Something Breaks When Your Body Fails Your Children

In the dark, small hands clapping. A broken-necked swan,
her neck folded in eternal origami. The truth, my dead grandmother told me, is our bodies are haunted, whether we invite it or not. By canaries who sing a last song to save the living—who sing—a spirit that can’t bear to live outside its skin, the way her body in its green dress won’t live outside the dirt it’s buried so tightly in. I imagine dying—a cocooning back into my own mother, dropped into the heart of her, a field where what’s plowed is unplowed overnight.
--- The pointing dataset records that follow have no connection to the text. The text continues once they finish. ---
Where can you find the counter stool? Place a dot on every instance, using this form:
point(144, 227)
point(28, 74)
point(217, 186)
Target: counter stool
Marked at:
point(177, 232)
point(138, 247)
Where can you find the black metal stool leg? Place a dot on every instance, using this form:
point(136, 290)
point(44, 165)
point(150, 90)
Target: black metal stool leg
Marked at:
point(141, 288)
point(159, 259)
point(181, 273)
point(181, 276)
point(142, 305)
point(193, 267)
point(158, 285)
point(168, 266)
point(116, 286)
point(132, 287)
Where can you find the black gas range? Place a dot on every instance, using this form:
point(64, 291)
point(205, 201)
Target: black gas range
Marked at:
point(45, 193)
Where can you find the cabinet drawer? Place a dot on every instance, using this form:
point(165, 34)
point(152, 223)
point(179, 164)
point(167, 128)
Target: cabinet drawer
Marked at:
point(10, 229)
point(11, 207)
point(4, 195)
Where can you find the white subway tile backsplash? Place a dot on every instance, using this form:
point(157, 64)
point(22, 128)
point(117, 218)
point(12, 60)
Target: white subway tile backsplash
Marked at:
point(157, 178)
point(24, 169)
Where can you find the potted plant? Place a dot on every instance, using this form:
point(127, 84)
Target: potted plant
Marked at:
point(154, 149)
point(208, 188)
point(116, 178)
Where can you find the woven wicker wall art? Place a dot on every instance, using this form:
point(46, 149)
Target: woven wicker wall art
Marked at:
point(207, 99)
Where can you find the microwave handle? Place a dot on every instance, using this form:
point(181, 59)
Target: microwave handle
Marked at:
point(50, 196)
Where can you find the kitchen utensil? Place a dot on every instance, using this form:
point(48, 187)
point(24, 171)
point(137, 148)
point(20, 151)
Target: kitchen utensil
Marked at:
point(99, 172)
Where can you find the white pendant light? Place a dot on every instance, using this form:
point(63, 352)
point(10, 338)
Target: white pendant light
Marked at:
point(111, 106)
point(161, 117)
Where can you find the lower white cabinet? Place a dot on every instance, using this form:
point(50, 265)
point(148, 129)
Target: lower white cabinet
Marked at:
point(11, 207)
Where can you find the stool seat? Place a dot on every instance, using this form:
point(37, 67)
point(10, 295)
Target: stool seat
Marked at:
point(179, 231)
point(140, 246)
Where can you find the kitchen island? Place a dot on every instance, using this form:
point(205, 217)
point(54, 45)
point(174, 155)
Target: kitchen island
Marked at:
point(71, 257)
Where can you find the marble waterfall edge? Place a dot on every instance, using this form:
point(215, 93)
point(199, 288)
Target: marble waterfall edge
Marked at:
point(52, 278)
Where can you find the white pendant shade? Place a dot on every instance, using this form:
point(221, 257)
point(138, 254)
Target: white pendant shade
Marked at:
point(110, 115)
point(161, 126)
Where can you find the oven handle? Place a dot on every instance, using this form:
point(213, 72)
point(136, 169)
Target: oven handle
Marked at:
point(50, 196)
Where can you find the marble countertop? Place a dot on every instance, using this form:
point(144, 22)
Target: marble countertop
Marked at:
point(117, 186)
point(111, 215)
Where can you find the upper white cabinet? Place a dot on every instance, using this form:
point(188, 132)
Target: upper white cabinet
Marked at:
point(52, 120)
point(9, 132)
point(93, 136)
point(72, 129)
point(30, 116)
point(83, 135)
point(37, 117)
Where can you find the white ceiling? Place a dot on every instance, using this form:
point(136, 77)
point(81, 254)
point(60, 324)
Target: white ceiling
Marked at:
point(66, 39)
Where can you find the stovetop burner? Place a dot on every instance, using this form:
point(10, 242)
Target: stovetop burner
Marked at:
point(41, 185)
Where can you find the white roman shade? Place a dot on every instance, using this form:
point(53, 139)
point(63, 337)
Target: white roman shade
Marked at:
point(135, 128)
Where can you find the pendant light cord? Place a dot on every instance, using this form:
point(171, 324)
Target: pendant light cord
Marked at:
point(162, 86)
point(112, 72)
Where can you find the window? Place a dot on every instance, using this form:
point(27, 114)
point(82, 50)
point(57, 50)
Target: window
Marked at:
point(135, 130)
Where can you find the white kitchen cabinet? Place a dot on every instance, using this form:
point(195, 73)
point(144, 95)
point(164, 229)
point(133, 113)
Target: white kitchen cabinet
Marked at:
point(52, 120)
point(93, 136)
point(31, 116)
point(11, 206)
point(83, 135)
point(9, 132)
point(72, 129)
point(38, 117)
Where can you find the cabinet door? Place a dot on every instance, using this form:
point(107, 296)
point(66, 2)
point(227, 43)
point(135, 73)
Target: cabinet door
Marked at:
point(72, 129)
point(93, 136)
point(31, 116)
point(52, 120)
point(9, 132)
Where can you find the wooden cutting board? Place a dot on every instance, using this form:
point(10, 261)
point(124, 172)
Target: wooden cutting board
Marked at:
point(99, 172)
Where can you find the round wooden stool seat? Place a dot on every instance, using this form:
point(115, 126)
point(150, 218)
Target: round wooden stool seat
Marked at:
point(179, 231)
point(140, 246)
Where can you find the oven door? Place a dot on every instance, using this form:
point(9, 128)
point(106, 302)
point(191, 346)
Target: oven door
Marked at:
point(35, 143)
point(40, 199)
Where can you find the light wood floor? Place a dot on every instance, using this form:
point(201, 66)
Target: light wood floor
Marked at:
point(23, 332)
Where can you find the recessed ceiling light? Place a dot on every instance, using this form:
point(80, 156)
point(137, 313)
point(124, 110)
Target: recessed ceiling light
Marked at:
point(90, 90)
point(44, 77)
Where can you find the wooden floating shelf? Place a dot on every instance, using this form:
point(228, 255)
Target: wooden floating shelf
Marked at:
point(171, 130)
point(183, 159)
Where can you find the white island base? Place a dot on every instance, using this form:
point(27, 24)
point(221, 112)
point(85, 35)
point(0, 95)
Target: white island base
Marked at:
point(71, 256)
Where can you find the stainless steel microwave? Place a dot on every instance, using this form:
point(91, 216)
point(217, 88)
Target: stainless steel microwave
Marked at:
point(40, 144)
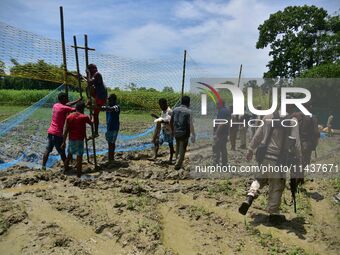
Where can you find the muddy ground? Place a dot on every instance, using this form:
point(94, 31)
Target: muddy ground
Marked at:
point(140, 206)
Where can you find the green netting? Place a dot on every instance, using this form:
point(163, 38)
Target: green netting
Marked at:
point(30, 61)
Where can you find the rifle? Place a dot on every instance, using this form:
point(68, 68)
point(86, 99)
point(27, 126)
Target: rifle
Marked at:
point(292, 161)
point(293, 190)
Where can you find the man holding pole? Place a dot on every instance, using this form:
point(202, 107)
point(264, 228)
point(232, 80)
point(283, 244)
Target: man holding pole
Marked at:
point(98, 91)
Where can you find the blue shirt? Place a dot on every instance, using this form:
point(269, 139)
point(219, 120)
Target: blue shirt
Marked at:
point(112, 118)
point(101, 92)
point(182, 116)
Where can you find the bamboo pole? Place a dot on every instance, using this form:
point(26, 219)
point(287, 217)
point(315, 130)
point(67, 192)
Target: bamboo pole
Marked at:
point(239, 77)
point(63, 48)
point(183, 76)
point(90, 100)
point(80, 89)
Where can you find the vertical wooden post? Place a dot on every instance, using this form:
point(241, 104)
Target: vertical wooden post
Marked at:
point(183, 76)
point(80, 89)
point(90, 100)
point(239, 77)
point(63, 48)
point(77, 65)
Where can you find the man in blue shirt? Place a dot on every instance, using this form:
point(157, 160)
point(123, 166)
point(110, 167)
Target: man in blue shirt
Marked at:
point(112, 124)
point(182, 127)
point(221, 133)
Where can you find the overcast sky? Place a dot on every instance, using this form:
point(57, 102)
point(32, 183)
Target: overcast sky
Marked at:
point(219, 35)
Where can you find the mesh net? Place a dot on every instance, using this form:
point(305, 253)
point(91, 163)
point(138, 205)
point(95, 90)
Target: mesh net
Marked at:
point(30, 61)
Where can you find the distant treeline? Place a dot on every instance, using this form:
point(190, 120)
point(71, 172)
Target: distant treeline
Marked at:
point(129, 100)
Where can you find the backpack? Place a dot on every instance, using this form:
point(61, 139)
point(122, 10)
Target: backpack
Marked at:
point(308, 130)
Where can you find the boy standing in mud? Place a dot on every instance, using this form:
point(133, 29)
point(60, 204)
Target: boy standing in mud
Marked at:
point(98, 92)
point(112, 124)
point(182, 127)
point(60, 111)
point(163, 130)
point(76, 129)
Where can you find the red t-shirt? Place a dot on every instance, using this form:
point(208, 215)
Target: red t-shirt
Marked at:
point(59, 114)
point(76, 123)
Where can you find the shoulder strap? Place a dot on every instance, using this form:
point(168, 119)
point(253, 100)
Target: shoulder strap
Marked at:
point(269, 136)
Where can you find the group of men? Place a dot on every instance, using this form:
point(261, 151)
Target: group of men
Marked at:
point(270, 143)
point(70, 122)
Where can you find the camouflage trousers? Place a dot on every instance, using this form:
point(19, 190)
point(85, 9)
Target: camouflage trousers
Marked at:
point(276, 183)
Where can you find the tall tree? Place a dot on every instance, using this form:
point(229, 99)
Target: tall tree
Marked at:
point(2, 68)
point(299, 38)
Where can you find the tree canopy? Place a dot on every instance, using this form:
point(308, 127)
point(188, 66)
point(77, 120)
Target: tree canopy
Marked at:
point(299, 37)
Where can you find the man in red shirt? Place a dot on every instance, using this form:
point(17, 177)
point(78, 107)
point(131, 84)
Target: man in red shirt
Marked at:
point(55, 132)
point(76, 129)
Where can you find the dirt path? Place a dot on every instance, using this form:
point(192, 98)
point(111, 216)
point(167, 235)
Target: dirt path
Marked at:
point(145, 207)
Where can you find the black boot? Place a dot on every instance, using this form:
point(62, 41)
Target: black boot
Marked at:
point(245, 205)
point(276, 219)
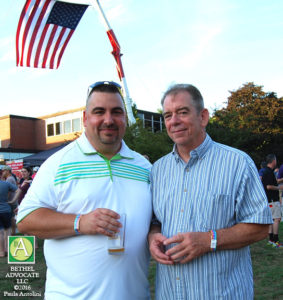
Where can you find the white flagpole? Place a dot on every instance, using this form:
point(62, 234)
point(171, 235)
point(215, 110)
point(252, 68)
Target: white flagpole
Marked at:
point(117, 56)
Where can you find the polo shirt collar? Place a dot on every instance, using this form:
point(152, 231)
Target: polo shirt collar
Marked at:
point(198, 153)
point(87, 149)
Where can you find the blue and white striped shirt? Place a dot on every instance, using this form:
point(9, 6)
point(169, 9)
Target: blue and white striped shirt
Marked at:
point(218, 188)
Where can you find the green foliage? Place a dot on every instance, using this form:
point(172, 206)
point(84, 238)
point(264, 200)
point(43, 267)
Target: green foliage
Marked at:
point(144, 141)
point(252, 122)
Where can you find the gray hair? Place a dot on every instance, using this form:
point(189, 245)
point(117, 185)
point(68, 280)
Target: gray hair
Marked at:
point(192, 90)
point(270, 158)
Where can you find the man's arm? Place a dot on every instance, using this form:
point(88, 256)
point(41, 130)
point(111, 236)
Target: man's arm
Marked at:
point(194, 244)
point(275, 187)
point(46, 223)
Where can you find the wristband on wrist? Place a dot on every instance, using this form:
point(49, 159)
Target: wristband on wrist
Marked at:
point(77, 224)
point(213, 242)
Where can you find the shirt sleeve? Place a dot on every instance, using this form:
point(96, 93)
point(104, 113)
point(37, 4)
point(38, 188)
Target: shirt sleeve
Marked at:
point(41, 192)
point(251, 203)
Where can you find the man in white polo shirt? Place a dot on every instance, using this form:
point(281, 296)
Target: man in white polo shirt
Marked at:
point(75, 201)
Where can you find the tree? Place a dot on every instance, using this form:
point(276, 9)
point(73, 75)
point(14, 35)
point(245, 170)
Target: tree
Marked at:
point(252, 122)
point(144, 141)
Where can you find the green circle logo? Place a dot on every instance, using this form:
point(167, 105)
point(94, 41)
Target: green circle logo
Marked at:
point(21, 249)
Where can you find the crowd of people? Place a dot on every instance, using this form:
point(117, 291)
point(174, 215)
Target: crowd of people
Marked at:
point(12, 192)
point(195, 211)
point(272, 180)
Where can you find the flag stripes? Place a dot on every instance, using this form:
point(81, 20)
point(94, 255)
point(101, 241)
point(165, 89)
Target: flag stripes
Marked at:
point(44, 30)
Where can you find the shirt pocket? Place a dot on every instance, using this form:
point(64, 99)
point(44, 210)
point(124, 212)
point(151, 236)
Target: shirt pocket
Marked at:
point(219, 212)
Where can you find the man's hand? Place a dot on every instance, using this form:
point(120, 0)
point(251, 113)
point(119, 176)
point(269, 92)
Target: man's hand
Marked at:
point(190, 245)
point(100, 221)
point(156, 248)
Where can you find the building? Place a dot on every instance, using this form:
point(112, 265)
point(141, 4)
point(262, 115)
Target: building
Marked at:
point(22, 136)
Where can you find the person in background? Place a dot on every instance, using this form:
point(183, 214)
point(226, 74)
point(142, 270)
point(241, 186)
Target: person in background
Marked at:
point(272, 192)
point(280, 182)
point(34, 170)
point(209, 205)
point(7, 175)
point(24, 185)
point(75, 202)
point(262, 167)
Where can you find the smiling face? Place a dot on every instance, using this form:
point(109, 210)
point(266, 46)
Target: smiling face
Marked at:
point(25, 174)
point(105, 122)
point(185, 126)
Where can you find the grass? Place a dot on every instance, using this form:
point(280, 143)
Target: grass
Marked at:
point(267, 267)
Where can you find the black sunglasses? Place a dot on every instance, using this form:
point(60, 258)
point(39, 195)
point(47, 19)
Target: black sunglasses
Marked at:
point(105, 83)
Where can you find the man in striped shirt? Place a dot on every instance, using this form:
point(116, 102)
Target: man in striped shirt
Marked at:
point(209, 205)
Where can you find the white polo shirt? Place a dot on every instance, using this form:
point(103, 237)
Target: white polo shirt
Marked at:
point(78, 180)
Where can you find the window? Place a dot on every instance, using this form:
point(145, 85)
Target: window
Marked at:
point(76, 124)
point(67, 126)
point(50, 129)
point(58, 127)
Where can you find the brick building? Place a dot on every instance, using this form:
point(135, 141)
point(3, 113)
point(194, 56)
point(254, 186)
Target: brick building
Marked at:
point(22, 136)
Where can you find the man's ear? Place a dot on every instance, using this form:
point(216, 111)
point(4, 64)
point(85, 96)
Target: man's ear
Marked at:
point(204, 117)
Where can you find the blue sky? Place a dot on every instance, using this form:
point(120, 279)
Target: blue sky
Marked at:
point(217, 45)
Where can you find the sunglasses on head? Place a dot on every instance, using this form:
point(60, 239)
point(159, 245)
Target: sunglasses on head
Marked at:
point(105, 83)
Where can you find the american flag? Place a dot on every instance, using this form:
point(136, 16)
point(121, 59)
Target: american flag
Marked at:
point(44, 30)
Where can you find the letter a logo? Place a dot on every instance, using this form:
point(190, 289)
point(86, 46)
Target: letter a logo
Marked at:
point(21, 250)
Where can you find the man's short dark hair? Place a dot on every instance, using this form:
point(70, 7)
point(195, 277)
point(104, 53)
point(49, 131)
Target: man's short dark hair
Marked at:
point(270, 158)
point(192, 90)
point(104, 88)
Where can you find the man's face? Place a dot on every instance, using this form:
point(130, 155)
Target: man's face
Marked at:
point(185, 126)
point(105, 121)
point(25, 173)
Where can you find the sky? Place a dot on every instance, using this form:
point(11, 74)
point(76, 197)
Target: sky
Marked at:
point(216, 45)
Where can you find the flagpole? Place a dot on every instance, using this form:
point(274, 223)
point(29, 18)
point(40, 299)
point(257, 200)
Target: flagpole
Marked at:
point(117, 56)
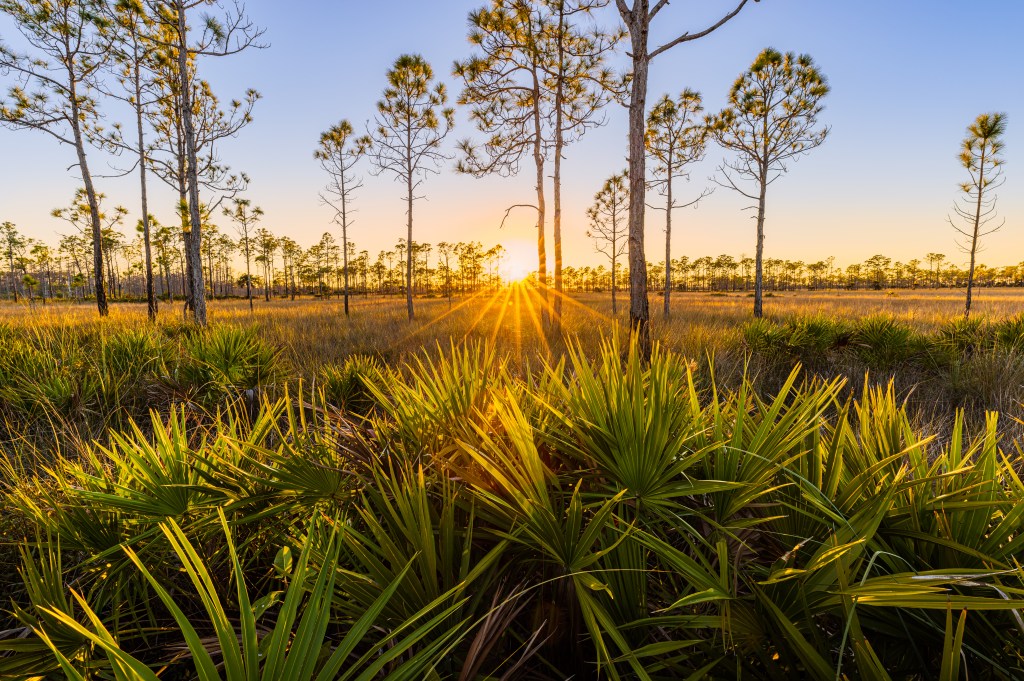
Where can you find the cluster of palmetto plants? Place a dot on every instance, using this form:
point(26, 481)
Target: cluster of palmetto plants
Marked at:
point(458, 518)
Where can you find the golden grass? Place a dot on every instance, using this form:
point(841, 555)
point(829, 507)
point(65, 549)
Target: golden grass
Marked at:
point(313, 332)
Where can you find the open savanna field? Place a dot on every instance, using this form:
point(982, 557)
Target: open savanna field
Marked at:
point(471, 495)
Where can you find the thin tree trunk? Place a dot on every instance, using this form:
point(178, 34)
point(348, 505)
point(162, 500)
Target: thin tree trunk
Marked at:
point(195, 241)
point(542, 249)
point(639, 303)
point(759, 258)
point(559, 144)
point(90, 193)
point(409, 249)
point(151, 295)
point(974, 240)
point(668, 243)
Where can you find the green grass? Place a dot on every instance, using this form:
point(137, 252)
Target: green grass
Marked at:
point(236, 504)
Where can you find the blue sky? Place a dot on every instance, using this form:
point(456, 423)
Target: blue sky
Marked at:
point(907, 77)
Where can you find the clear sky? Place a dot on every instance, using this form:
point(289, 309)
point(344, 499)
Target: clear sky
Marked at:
point(907, 77)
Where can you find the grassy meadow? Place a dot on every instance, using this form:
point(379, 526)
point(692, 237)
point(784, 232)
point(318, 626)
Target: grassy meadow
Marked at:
point(834, 493)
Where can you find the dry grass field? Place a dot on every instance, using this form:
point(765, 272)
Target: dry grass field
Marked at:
point(467, 497)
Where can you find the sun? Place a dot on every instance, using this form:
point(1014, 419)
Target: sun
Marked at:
point(519, 261)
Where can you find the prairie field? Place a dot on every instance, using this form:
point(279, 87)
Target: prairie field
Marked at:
point(828, 493)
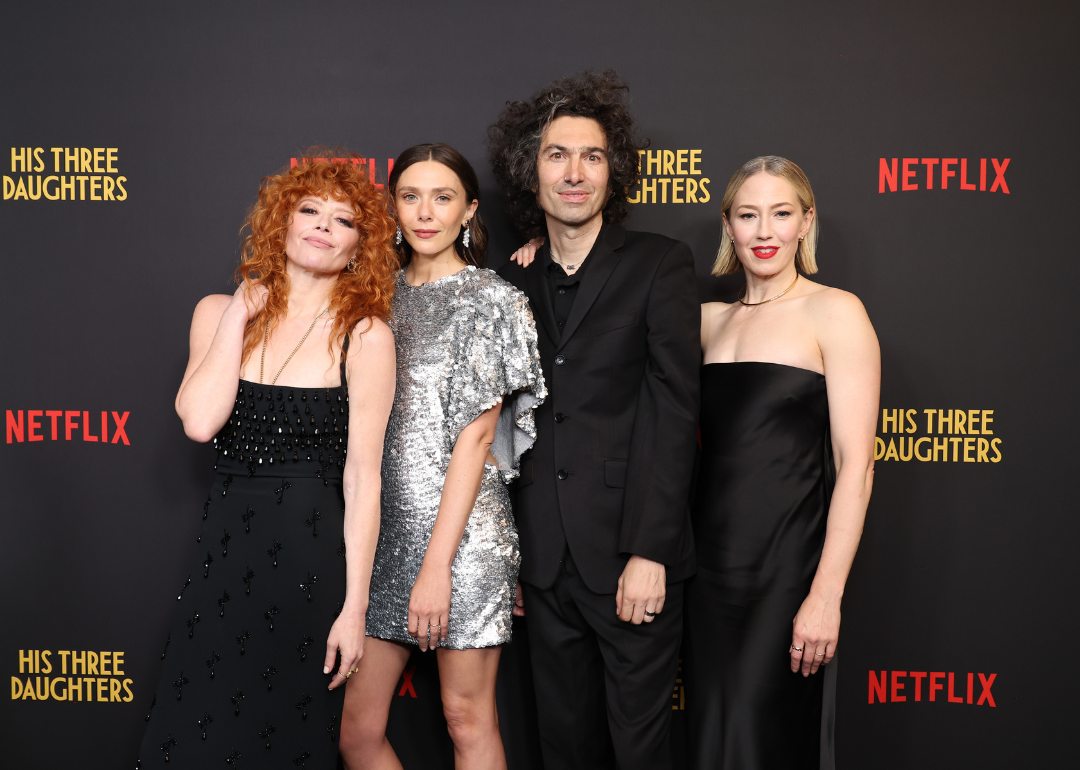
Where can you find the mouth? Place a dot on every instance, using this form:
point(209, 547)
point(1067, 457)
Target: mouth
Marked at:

I imagine my mind the color of what I hate most about myself, that I’m always fighting to climb out of this body—my daughter did, so why can’t I—my grandmother said the dead forget their names for a while. And I replay the story again, when I was a child watching spirits walk the walls, crying for blossoms made of water or light—because that’s how easy it was to cure sadness then—I know the doorway: that light opening to a field the size of the sea with the same movement where souls hang as fruit, where women rock bellies of jumbled limbs. The departed don’t ask to enter my body. They just slip in, to touch again: sand, moving water, persimmons, alfalfa. They string fireflies back through my skin, so they only leave a tiny sting. These babies who came early cusped on that doorway, blooming on a half-lit pond. I saw the faces
of those hungry, dead mothers who rocked them with webbed hands, a pale circling until they crossed over into my arms. The way a lover bent me under a willow, as if I might fall. The way these falterings flare and leave a gasp that scars, cleave me to this world. I just want to lay my head on something real grown out
of the earth I’ll return to, so I won’t feel so alone, when I cry for everyone I’ll outlive—headless, already squawking in my pelvis.